At Berneche2 Architecture we do both residential and commercial project types.  Most of our project are single-family residences (houses) but for the past two years we have been working with Queen of All Saints Parish in Michigan City, Indiana to develop a new Parish Center.  On Tuesday October 27, 2015 I presented the project to DuPage Referral Network to show an example of our non-residential work.

The initial call was that they wanted to add "a meeting room".  We visited Father Kevin and he showed us a modular classroom building that needed several repairs, and the thought was it would be more practical to do an addition versus spending $50,000 to repair a temporary structure.  So a meeting room became four classrooms, though these would now be used by church groups so Meeting Rooms was the appropriate term.

Next the thought was that a meditation chapel created in a 1999 addition was not very conducive to meditation because the school library was upstairs.  So it was decided to move that into the addition.

Finally, the existing 1965 church was designed with an undersized Narthex.  A Narthex is an entry space akin to a theater lobby, where people can meet and have fellowship before and after a service.  The Narthex for the church was more of an eleven-foot wide corridor that is not very conducive to groups.

The project has several goals:

1. The new facility will connect together a 1950 split-level school building and a 1965 church, which are 70 feet apart.  The addition main floor level will match the church.  

2. An elevator is required for accessibility.  The Americans with Disabilities Act exempts religious facilities from the need to comply as they are considered private entities.  However, other codes adopted by the state do consider churches as public facilities and therefore must comply.  It will be a two-sided elevator situated against the school and the school floor levels will extend into the elevator lobby to make the school wheelchair accessible.  

3. A two-story facility was eventually agreed upon.  The design went through two major versions.  In the first the gathering space was broken up into two parts, a large glass atrium off the main parking lot, and then a carped seating area closer to the church.  The chapel, meeting rooms, and toilet rooms were placed adjacent to the church for structural reasons.  The church committee felt strongly that the gathering space should be located right outside the church.  Concepts were developed to make this happen.  Both one and two story options were presented, the latter with intent to save cost.  While the two-story concept will cost a little more, it will take up less of the site and fewer parking spaces and outdoor areas will be lost.

4. Building codes allow churches to have minimal toilet facilities, likely anticipating that most folks are there for an hour and then leave.  For the 700-seat church there is a single men's and women's toilet.  This is inadequate for the current after hours uses, and will not be sufficient for groups meeting here.  The new facility will have two groups of toilet rooms, one on each level, and 16 new toilets/urinals will be available.

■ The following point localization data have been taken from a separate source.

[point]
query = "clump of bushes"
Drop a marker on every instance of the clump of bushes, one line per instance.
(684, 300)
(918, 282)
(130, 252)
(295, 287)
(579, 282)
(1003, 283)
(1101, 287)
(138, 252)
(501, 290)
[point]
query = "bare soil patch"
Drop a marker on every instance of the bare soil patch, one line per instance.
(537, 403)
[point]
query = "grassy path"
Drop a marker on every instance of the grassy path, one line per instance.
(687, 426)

5. The four meeting rooms were designed to work as six rooms, two rooms divided into smaller rooms, as the size of the original rooms is much larger than required by most groups.  There will be two groups of rooms, one on each level, and each will be divided with operable partitions which can be opened to allow all three rooms to become one large meeting room when needed.  

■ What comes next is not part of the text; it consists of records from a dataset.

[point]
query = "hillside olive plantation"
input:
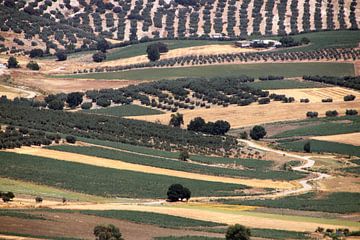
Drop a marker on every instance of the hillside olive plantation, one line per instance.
(180, 119)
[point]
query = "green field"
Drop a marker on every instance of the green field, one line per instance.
(101, 181)
(140, 49)
(161, 220)
(284, 84)
(323, 126)
(321, 146)
(228, 70)
(260, 172)
(338, 202)
(125, 110)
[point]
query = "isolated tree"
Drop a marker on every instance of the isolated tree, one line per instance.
(238, 232)
(99, 57)
(37, 52)
(32, 65)
(257, 132)
(177, 192)
(74, 99)
(307, 147)
(56, 104)
(109, 232)
(221, 127)
(13, 63)
(70, 139)
(153, 52)
(184, 155)
(61, 55)
(102, 45)
(176, 120)
(197, 124)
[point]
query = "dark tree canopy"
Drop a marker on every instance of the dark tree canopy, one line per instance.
(177, 192)
(176, 120)
(61, 55)
(307, 147)
(74, 99)
(109, 232)
(102, 45)
(153, 52)
(12, 62)
(197, 124)
(56, 104)
(257, 132)
(37, 52)
(238, 232)
(99, 57)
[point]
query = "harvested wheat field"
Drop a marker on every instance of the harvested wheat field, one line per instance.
(242, 116)
(250, 219)
(11, 92)
(349, 138)
(115, 164)
(317, 94)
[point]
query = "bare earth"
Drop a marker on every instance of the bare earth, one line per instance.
(317, 94)
(115, 164)
(349, 138)
(242, 116)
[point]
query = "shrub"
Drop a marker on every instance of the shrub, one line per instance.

6. Father Kevin truly wanted to have the glass doors between the gathering space and church to visually connect the spaces.  Originally we had these as solid doors with small windows in a three-hour fire wall to separate the two buildings.  However, this became important enough to where we will be adding a sprinkler system to the church, allowing us to eliminate the fire wall and use full glass doors.  We still need to maintain a two-hour fire wall between the school building and addition, and security of the school warrants the separation anyway.

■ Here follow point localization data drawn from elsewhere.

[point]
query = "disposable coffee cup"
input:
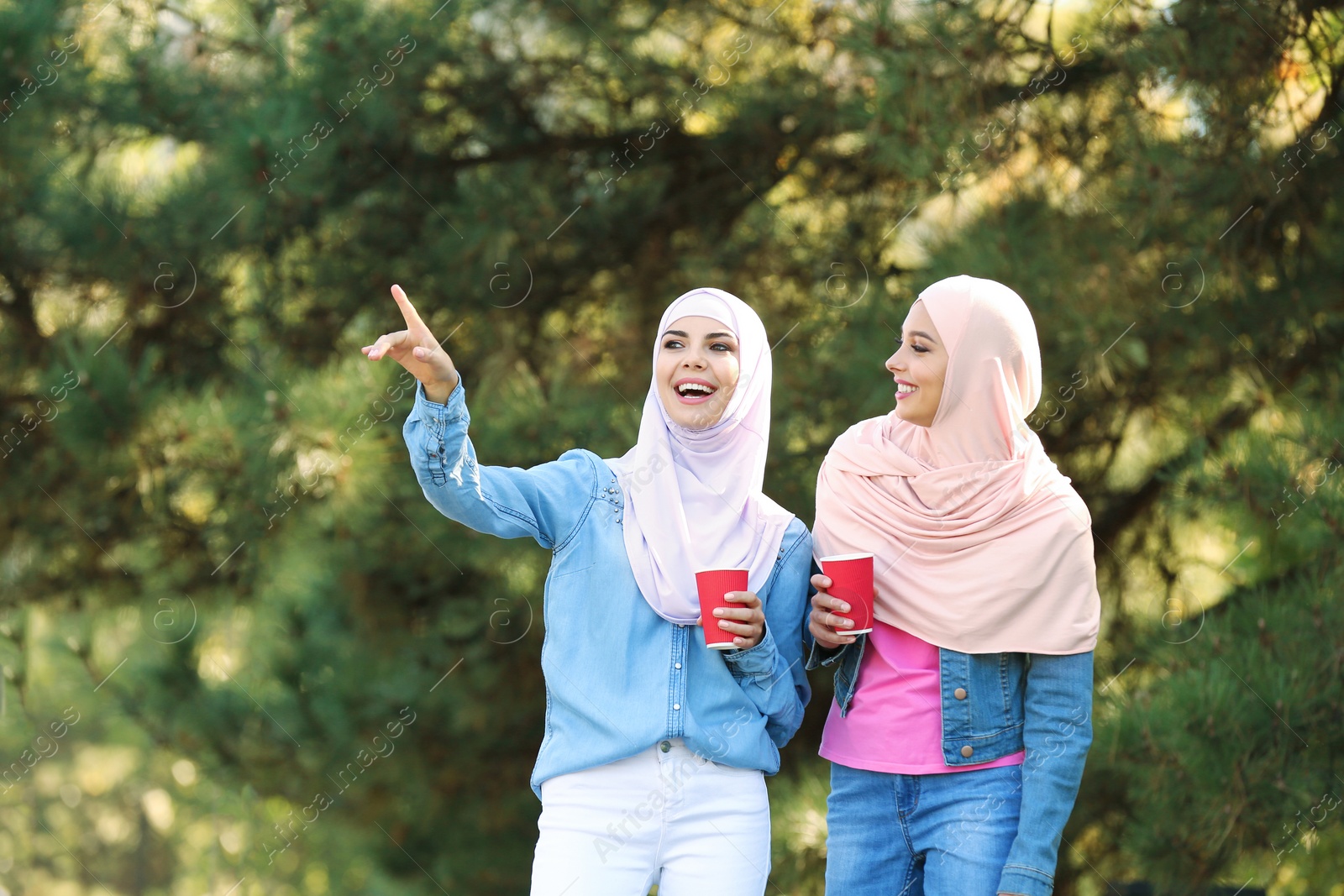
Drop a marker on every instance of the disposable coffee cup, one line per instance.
(712, 584)
(851, 580)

7. One major issue being addressed are the site utilities.  When the building was constructed galvanized pipe was used for the school water supply.  The City is requiring a backflow preventer on this line as well.  There were also some utilities between buildings not documented on older drawings and some of these will have to be relocated.  The Civil engineer notified us that there is a major 

We first met with Father Kevin June 2013 to initially discuss the project.  With the initial concept we worked with their fundraising team to communicate the intent to the parishioners, which included hiring a 3d rendering company to develop a fly over animation of the project.  We were authorized to commence construction documents Spring 2015, and we are currently completing drawings and specifications to be released to bidders December 2015.  Construction is scheduled to begin June 2016 after the Parish Festival.  The construction phase is anticipated to last nine months.

It has been exhilarating, challenging, and very rewarding working on a larger project again.  I worked at a K-12 school planning firm 1995-2004 and it has been wonderful to work on a project of this scale with our own firm.  We look forward to doing many more.